Diabetic stages of disease progression have been reduced to five distinct stages of beta-cell destruction leading to diabetes. The article, by Gordon C. Weir and Susan Bonner-Weir of the Joslin Diabetes Center, outlines changes to beta-cell mass, phenotype, and function. Stage one is compensation: the body increases insulin secretion to counter insulin resistance and/or decreasing beta-cells. This is most commonly found in relation to obesity. Stage two is marked by rising glucose levels that reach 5.0-6.5 mmol/L signifying beta-cell adaptation and loss of beta-cell mass. Stage three is marked by rapidly rising glucose levels leading to stage four characterized by stable decompensation with severe beta-cell dedifferentiation. Stage five is severe decompensation with severe reduction of beta-cell mass and onset of ketosis. The researchers stated that the movement between the stages goes both ways with properly treated diabetes moving towards smaller numbers (http://diabetes.diabetesjournals.org/content/53/suppl_3/S16.full).

 

Diabetic Retinopathy Stages

 

There are four diabetic stages of retinopathy. Stage one is mild nonproliferative retinopathy marked by microaneurysms in the blood vessels of the retina. Stage two is moderate nonproliferative retinopathy, signifying blockages in the blood vessels of the retina. Severe nonproliferative retinopathy is the third stage. In this stage the blocked blood vessels of the retina cause new, weaker blood vessels to grow. Proliferative retinopathy, the fourth, and most severe form is marked by new, weaker blood vessels growing along the retina and vitreous, often leaking and causing severe vision loss and blindness. Retinopathy is preventable however it may be into advanced stages before symptoms become apparent. Frequent eye exams and tight blood glucose control are both strong preventative measures.

 

Diabetic Nephropathy Stages

 

There are five stages of diabetic nephropathy (kidney disease). The first stage is charactereized by an increased glomerular filtration rate (GFR) and renal volume brought on by high glucose levels. Stage one can be reversed with insulin treatment. In stage two, urinary albumin excretion rate (UAER) is at normal levels (less than 20µg/min or 30 mg/24 hours).

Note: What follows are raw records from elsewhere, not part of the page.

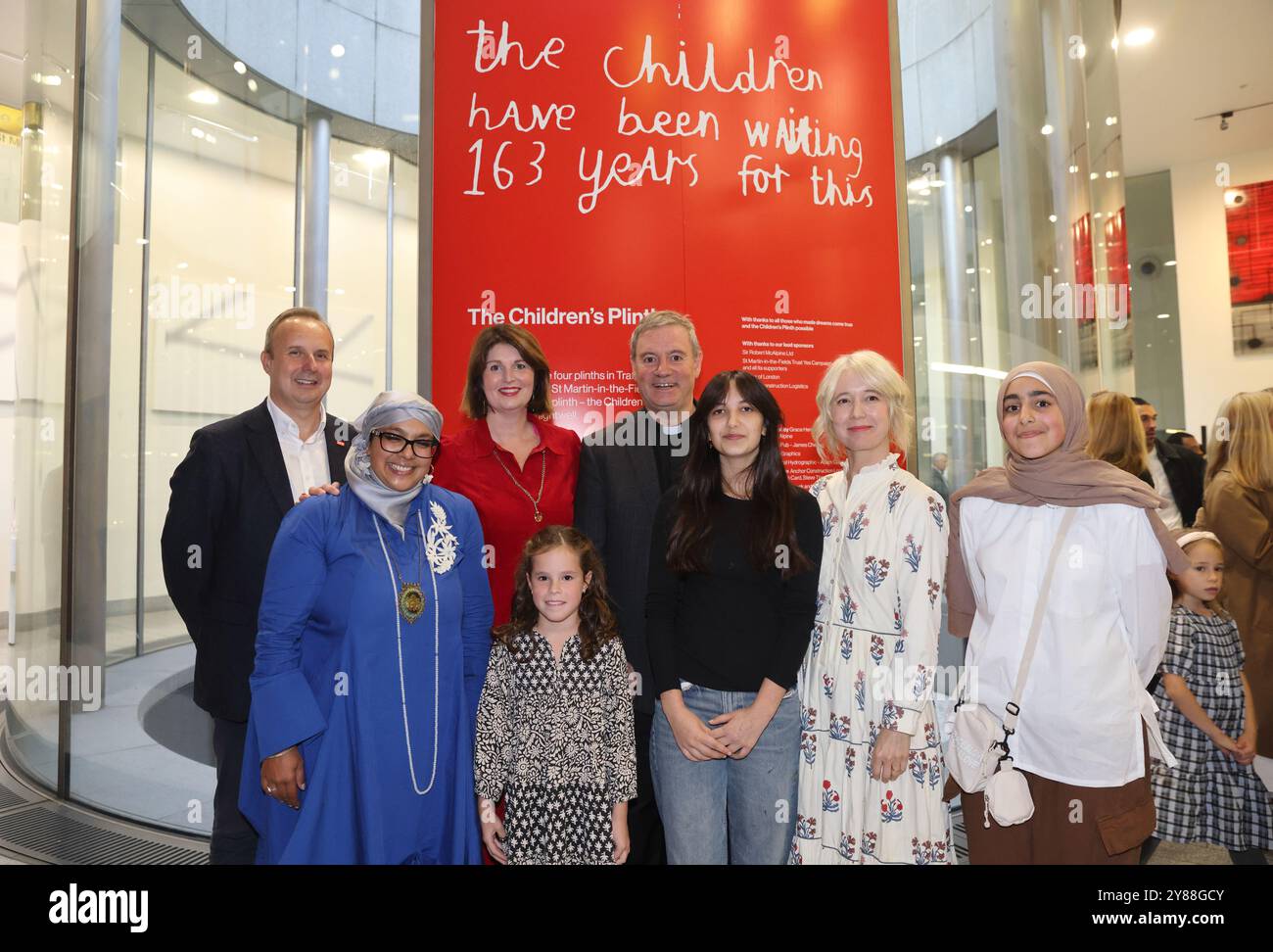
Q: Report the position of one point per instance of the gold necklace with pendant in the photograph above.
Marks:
(410, 595)
(543, 470)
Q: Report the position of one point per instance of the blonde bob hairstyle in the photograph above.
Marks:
(1114, 432)
(1244, 441)
(874, 372)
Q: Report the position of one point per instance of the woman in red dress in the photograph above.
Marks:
(516, 466)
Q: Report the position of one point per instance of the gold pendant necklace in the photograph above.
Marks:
(411, 600)
(543, 470)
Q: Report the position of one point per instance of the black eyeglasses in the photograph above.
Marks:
(423, 449)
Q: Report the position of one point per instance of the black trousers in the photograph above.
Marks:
(233, 837)
(644, 828)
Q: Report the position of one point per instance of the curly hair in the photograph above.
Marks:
(597, 623)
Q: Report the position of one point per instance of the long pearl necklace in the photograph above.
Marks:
(437, 630)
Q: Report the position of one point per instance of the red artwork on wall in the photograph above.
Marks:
(732, 160)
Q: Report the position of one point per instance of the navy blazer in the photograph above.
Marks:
(615, 500)
(228, 497)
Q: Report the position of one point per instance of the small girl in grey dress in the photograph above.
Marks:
(1204, 701)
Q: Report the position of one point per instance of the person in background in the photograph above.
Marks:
(1208, 723)
(624, 470)
(1179, 438)
(1176, 474)
(512, 462)
(230, 493)
(1240, 512)
(369, 661)
(1115, 434)
(733, 569)
(938, 480)
(1103, 626)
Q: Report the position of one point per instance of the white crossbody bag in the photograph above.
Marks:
(980, 760)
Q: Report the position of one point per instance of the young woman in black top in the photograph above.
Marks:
(732, 594)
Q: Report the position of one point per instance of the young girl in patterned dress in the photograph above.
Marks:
(1213, 795)
(555, 719)
(871, 760)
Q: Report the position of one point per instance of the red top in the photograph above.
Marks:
(466, 463)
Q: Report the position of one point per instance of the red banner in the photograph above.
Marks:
(732, 160)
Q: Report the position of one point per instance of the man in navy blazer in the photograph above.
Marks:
(229, 496)
(624, 471)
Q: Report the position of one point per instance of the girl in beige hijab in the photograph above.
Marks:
(1085, 713)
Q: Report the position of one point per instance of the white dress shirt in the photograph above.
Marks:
(1169, 512)
(1100, 642)
(306, 459)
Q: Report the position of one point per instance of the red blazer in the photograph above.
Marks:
(466, 463)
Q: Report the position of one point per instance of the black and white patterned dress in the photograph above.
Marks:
(555, 738)
(1208, 797)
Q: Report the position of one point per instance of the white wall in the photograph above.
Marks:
(1212, 370)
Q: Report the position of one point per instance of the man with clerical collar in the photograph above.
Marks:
(624, 471)
(229, 496)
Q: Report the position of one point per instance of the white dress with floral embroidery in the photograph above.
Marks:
(870, 664)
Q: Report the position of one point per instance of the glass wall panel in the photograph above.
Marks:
(33, 310)
(356, 271)
(406, 277)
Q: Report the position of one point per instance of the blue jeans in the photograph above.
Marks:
(729, 811)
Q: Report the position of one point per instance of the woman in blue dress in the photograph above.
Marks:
(370, 653)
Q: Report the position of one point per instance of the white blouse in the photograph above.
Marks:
(1100, 642)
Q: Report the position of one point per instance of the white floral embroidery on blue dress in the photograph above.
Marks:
(441, 544)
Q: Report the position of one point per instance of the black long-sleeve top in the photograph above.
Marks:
(730, 628)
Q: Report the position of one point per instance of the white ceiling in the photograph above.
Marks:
(1207, 56)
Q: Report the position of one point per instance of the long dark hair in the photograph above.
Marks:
(597, 623)
(700, 485)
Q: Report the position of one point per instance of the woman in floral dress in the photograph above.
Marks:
(871, 761)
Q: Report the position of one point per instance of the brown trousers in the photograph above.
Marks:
(1070, 825)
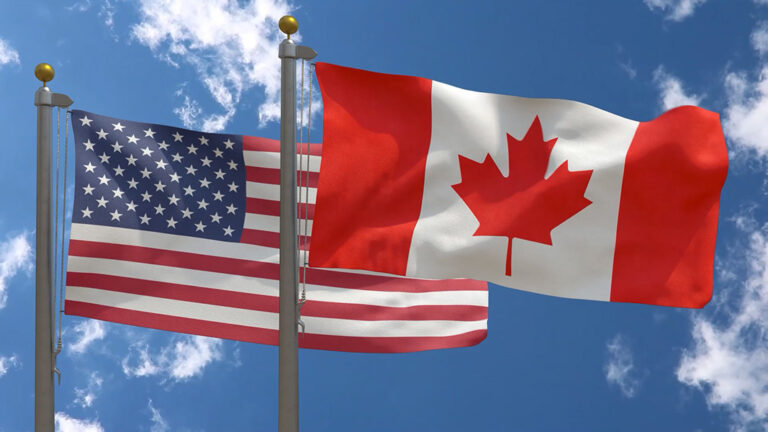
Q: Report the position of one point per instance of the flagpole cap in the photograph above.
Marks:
(44, 72)
(288, 25)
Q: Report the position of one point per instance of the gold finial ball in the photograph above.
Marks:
(288, 25)
(44, 72)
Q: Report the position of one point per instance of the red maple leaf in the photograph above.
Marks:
(523, 205)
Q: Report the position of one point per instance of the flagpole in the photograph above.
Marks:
(288, 394)
(45, 100)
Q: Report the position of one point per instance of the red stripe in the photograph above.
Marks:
(272, 176)
(267, 303)
(273, 146)
(272, 208)
(376, 133)
(270, 337)
(665, 239)
(265, 270)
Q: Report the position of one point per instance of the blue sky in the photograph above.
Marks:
(548, 363)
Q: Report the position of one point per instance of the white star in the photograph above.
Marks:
(171, 223)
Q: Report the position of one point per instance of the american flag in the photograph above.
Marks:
(178, 230)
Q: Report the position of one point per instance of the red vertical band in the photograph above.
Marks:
(665, 240)
(376, 133)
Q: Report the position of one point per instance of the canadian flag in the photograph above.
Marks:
(423, 179)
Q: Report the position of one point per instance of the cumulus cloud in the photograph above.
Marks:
(674, 10)
(7, 363)
(88, 332)
(620, 367)
(65, 423)
(671, 90)
(186, 358)
(15, 255)
(7, 53)
(232, 46)
(728, 360)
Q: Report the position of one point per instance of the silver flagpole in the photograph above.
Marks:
(45, 100)
(288, 395)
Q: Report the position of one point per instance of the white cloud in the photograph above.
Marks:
(15, 255)
(6, 363)
(65, 423)
(89, 331)
(671, 89)
(84, 397)
(728, 361)
(232, 45)
(184, 359)
(159, 424)
(620, 367)
(7, 53)
(675, 10)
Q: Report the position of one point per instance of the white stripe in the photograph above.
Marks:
(272, 160)
(268, 320)
(251, 285)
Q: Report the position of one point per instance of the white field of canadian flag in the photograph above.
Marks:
(543, 195)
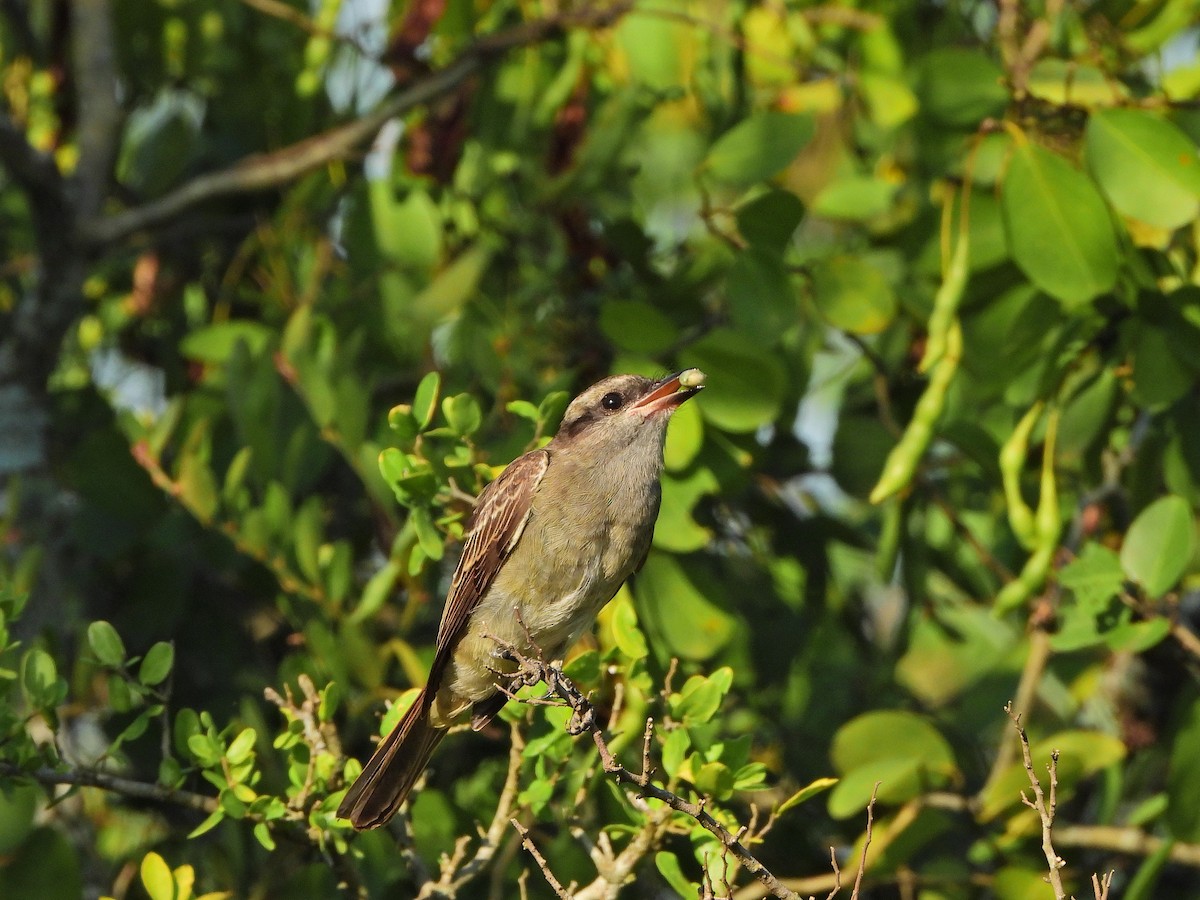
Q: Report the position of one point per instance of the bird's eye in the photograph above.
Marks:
(612, 401)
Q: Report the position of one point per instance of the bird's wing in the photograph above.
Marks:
(496, 527)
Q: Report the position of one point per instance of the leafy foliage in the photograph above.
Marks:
(279, 307)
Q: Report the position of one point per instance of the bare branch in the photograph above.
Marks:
(867, 844)
(1043, 805)
(456, 876)
(527, 843)
(585, 720)
(95, 78)
(1126, 839)
(1101, 885)
(274, 169)
(30, 168)
(124, 786)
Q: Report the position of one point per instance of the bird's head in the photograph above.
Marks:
(627, 409)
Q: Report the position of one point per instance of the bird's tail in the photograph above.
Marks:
(393, 771)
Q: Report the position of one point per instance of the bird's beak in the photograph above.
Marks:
(670, 393)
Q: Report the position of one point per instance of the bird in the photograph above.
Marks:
(550, 543)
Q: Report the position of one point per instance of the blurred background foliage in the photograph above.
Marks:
(282, 285)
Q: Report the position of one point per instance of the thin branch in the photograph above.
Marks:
(585, 720)
(465, 870)
(1126, 839)
(1031, 675)
(124, 786)
(30, 168)
(837, 875)
(1042, 804)
(527, 843)
(94, 58)
(867, 844)
(263, 172)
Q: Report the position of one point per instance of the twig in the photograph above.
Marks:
(263, 172)
(1186, 637)
(1031, 675)
(455, 877)
(1041, 804)
(837, 875)
(124, 786)
(94, 58)
(1126, 839)
(585, 720)
(527, 843)
(867, 844)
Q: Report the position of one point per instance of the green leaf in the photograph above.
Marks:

Glomerulus displays structural changes with elevated GFR matching elevated glycated hemoglobin greater than 9.5%. At this point patients may display clinical diabetic nephropathy. Stage three is considered early-stage diabetic nephropathy, with UAER at 20-200µg/min and can be marked by a slight increase in blood pressure. Stage four is considered clinical diabetic nephropathy or dominant diabetic nephropathy. It is characterized by proteinuria of more than 3.5 g/day, edema, and hypertension. The end stage of diabetic nephropathy is renal failure with increased urinary proteins and decreased renal filter function. First-line preventative measures include treating hyper- and hypoglycemia, and quitting smoking. Secondary measures may be lowering cholesterol, treatment with angiotensin-converting enzyme inhibitors, and dietary protein restriction.